I went to see Josh Kaufman at the RSA last week talk about his new book, The First 20 Hours. In it he debunks the thesis made famous by Malcolm Gladwell in his book Outliers that you need 10,000 hours to master a skill and suggests that you actually only need 20. He claimed to have learnt the ukulele and programming in just 20 hours. Kaufman states;
I think the idea of “mastering” a skill when you’re just getting started is counterproductive: it can be a significant barrier to exploring a new skill in the first place.
The original research that resulted in the “10,000 hour rule” is valid, as far as it goes. Dr. K. Anders Ericsson of Florida State University, as well as other researchers, have found that it takes around 10 years or 10,000 hours of practice to reach the top of ultra competitive, easily ranked performance fields, like professional golf, music performance, or chess. In those fields, the more time you’ve spent in deliberate practice, the better you perform compared to people who have practiced fewer hours.
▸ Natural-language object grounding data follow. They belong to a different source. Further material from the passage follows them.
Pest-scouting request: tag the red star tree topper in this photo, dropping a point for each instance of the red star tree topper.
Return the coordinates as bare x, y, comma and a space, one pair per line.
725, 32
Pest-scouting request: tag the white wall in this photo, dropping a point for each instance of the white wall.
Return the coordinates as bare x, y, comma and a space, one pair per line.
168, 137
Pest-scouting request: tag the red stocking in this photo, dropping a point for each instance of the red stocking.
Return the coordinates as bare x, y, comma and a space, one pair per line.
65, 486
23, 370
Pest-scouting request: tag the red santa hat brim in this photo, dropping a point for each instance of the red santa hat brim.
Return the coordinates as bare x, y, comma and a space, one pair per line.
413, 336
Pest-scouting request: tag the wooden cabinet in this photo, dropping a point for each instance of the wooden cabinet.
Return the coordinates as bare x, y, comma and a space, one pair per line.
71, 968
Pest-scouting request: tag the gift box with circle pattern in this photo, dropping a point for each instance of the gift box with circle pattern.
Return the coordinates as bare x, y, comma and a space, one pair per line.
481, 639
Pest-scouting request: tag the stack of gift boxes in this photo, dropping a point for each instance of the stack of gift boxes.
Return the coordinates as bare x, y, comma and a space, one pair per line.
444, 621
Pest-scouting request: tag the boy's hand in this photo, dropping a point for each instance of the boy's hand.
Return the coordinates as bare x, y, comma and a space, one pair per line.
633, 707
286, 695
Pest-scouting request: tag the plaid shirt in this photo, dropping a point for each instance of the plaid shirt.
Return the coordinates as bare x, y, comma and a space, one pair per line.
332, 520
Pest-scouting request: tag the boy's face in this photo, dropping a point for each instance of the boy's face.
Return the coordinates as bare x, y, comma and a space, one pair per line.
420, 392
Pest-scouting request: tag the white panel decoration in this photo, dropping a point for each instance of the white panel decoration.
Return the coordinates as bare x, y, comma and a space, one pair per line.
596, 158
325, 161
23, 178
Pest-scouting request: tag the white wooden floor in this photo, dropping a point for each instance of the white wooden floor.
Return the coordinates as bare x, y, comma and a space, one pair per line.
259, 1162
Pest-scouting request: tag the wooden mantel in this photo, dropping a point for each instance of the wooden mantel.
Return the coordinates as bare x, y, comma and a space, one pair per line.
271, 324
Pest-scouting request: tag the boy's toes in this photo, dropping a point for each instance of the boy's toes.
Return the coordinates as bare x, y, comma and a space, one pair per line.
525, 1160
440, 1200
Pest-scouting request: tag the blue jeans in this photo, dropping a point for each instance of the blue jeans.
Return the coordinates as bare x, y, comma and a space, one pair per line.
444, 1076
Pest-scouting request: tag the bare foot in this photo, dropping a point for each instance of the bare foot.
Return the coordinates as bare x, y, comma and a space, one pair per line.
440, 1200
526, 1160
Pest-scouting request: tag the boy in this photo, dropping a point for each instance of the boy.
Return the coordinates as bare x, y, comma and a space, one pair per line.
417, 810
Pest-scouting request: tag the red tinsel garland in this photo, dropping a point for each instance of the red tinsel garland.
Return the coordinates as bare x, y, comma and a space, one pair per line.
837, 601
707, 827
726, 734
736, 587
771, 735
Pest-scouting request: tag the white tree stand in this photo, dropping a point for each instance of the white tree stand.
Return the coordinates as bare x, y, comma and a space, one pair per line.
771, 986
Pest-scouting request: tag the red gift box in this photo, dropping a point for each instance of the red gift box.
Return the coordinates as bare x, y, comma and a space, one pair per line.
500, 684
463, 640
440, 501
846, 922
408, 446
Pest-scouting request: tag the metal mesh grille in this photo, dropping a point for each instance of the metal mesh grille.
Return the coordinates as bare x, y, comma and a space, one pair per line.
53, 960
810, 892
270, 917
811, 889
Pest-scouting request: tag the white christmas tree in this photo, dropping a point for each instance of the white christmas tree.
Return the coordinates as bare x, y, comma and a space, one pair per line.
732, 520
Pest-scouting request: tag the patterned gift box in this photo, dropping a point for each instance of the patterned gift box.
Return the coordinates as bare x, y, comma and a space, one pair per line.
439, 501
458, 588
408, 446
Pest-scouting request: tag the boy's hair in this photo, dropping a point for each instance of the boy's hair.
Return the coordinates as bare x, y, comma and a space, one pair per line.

Most of the time, however, performance in ranked competition against world-class rivals isn’t the goal: it’s far more likely that you want to pick up a new skill to get a particular outcome. For career skills, the focus is on performing well enough to produce a result that’s meaningful to you. For personal skills and hobbies, the focus is on enjoying the process and having fun.
In these instances, the “10,000 hour rule” and the idea of “mastery” can actually serve as barriers to sitting down to practice – if you believe it takes that long to see results, you’re less likely to start in the first place. The real priority is to practice enough to get the results you’re looking for, not to attain a certain level of status or competitive performance.
Here are key five steps to learning anything fast.
- Decide what you want to learn!
- Research what is important to learning your chosen skill and practice on the most important sub skills first. This process is called deconstruction. Most skills are just bundles of smaller sub skills you use at the same time. By breaking down the skill into manageable parts, you make it easier to get started. If you were learning to play a musical instrument, for example, knowing just a few chords gives you access to tons of songs.
- Commit to at least 20 hour of practice which is 40 minutes a day for a month.
- Remove barriers to practice (Kaufman leaves his ukulele, uncased, by his favourite chair in the sitting room).
- Use reference materials to learn enough that you know when you make a mistake so you can correct yourself. Of course, a coach or teacher, will help even more.